The Long Emergency: Surviving the Converging Catastrophes of the Twenty-First Century
James Howard Kunstler
Atlantic Monthly Press, 2005, $23.

Finally, a wake-up call of a book that actually does the job. All the elements of The Long Emergency have been thoroughly discussed elsewhere—the imminent end of the brief age of cheap oil, the repercussions of global warming, overpopulation, water scarcity, environmental destruction. The difference here is that Kunstler is simply a good writer, without the complicating bias and specialized vocabulary, not to mention tunnel vision, of any particular academic discipline. He can see the emperor wears no clothes, and says so in colorfully emphatic language, putting the delusional pieces of our global situation together into one utterly convincing whole. His historical overviews on the fossil fuel era, geopolitics, and global finance are concise, spot-on, and just outrageous enough to be entertaining. Much of the book is even funny, if you can laugh and cry at the same time.

The overall effect is profoundly disturbing, but avoids the stupor-inducing despair often produced by discourses on our planet’s predicament and immediate future.

Kunstler begins by speaking directly to our collective denial. “The blandishments of cheap oil and gas were so seductive, and induced such transports of mesmerizing contentment, that we ceased paying attention to the essential nature of these miraculous gifts from the earth: that they exist in finite, nonrenewable supplies, unevenly distributed around the world.” I thought I knew that, thought in fact that I’d been rooting my whole life for the end of the fossil-fuel era. Yet The Long Emergency’s two-chapter summary of the history and politics of oil had a joltingly immediate impact, making me realize for the first time that dramatic changes really are in store very soon.

Kunstler’s ambitions on the shattering-complacency front extend into some of our most cherished topics:

“To aggravate matters, the wonders of steady technological progress under the reign of oil have tricked us into a kind of ‘Jiminy Cricket syndrome,’ leading many Americans to believe that anything we wish for hard enough can come true. These days, even people in our culture who ought to know better are wishing ardently that a smooth, seamless transition from fossil fuels to their putative replacements— hydrogen, solar power, whatever—lies just a few years ahead.”

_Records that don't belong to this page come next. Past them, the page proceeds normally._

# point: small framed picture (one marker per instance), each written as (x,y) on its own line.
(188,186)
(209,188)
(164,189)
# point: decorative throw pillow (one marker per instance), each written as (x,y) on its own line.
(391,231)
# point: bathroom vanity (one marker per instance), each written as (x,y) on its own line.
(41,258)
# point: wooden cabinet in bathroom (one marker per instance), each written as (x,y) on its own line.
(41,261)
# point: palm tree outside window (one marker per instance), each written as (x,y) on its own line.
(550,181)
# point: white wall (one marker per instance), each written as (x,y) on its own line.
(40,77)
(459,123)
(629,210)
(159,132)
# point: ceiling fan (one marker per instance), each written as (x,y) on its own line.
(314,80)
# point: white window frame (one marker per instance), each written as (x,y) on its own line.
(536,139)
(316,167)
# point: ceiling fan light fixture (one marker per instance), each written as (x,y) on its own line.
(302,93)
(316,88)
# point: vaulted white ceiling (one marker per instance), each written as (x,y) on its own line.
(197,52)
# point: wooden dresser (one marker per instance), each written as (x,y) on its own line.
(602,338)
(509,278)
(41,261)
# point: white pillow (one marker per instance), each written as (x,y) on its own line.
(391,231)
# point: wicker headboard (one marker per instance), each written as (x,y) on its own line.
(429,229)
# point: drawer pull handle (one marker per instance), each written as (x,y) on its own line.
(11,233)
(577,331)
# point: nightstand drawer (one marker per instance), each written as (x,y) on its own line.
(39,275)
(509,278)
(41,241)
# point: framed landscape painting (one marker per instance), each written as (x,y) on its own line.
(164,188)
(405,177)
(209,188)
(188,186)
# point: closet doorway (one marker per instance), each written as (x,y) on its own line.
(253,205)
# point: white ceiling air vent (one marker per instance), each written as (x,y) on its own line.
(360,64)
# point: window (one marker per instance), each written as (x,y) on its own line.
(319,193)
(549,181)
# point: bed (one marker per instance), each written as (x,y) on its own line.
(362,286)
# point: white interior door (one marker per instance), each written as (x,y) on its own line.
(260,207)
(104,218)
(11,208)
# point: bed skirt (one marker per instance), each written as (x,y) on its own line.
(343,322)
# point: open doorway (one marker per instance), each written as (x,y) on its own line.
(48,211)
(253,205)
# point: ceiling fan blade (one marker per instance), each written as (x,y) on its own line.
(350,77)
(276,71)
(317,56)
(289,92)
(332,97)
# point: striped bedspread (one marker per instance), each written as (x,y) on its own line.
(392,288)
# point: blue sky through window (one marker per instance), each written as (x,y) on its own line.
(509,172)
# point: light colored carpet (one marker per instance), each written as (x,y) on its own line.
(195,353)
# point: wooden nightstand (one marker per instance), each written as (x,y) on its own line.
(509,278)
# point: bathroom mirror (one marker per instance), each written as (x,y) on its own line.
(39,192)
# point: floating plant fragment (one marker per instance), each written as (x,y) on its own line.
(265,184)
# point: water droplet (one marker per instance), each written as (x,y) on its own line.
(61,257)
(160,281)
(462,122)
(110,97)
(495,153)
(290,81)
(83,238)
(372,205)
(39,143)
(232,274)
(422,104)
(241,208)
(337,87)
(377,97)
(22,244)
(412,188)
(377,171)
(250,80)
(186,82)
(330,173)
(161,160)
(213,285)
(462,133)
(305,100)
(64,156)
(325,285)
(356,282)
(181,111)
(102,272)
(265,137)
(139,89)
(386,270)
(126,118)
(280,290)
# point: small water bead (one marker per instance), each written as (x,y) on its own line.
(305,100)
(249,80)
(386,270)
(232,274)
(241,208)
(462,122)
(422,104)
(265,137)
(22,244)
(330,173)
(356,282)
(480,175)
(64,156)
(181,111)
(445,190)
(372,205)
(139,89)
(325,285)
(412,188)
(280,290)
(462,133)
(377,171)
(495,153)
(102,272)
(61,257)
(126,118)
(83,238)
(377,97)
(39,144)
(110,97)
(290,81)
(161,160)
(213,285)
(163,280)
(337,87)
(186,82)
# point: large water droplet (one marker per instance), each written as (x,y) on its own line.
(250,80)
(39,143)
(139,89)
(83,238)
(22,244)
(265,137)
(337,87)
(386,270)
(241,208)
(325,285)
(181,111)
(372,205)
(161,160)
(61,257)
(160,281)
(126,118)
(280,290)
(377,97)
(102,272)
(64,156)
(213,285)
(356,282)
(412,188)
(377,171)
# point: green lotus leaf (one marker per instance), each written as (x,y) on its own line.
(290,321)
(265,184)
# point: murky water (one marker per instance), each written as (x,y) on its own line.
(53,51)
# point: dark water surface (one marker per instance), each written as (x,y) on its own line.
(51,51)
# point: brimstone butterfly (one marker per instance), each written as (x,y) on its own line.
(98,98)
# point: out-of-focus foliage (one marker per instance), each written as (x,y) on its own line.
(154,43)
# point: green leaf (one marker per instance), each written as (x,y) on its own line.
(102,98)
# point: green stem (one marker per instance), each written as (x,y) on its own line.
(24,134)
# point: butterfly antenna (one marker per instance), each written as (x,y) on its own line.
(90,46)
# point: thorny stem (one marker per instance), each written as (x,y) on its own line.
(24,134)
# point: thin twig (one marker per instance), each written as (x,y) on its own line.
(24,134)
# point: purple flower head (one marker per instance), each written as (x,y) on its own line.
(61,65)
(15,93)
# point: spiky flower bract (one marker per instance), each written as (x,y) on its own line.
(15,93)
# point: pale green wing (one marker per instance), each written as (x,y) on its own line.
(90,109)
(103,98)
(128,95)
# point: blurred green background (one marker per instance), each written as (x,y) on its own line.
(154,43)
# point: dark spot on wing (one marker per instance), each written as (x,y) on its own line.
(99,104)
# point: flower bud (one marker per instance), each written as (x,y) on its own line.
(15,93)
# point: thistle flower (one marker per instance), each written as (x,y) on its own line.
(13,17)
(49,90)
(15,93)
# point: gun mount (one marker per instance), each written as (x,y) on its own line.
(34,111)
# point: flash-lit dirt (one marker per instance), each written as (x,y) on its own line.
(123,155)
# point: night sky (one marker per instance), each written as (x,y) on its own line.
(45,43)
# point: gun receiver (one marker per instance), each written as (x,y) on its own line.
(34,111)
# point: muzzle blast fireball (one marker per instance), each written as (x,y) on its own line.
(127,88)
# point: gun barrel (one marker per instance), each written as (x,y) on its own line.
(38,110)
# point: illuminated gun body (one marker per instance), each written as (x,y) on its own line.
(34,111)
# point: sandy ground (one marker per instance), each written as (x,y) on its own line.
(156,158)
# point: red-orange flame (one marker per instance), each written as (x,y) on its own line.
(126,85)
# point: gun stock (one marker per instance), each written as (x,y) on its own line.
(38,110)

For years, many of us have worked and dreamed toward such a transition, more anxiously as the window of opportunity grew measurably smaller. The Long Emergency demonstrates that not only has the time for a smooth shift to renewable energy passed, but that the idea was never more than what Kunstler calls “a dangerous fantasy.” Not that solar electricity and biodiesel cars won’t soften the blow in regions like ours in which alternative technologies are embraced. The advantage, though, will be a slightly more gradual and comfortable landing into a truly “post-modern” world we can’t yet imagine. As Kunstler points out, “You can’t manufacture metal wind turbines using wind energy technology. You can’t make lead-acid storage batteries for solar electric systems using any known solar energy systems.”

A chapter called “Nature Bites Back: Climate Change, Epidemic Disease, Water Scarcity, Habitat Destruction, and the Dark Side of the Industrial Age” trashes any remaining fantasies a reader may harbor about a possibly gentle or gradual shift. Go ahead and read it—there is something energizing about acknowledging imminent horrors we’ve expended so much effort ignoring.

Kunstler is at his best in “Running on Fumes: the Hallucinated Economy,” in which he provides a succinct historical overview of the insidious institution known as free-market globalism—”primarily a way of privatizing the profits of business activity while socializing the costs.” Finance is a topic so encrusted in deceptive obfuscation that plain explanation is especially welcome. Understanding global finance, of course, includes understanding how precarious is its balance and how easily and soon it may collapse.

In The Long Emergency’s final chapter, Kunstler attempts a look into the near future, not as successfully as in his rear-view mirror descriptions but every bit as provocatively. His predictions about certain regions’ responses to the oil crash can be myopic and stereotypical enough to raise questions about some of his other broad statements. But he’s clearly having fun, and notes of sharp glee intrude: “The public may look back on the big-box shopping era with deep and mournful nostalgia, but we are apt to discover that happiness is still possible without the extraordinary advertising-driven compulsive materialism of recent decades.” Other positive aspects of the collapse of oil-based civilization may be a return of real community, of immediately useful cooperative work, of the value of craft. But why wait for the end of oil? The Long Emergency should leave you sufficiently motivated to begin now.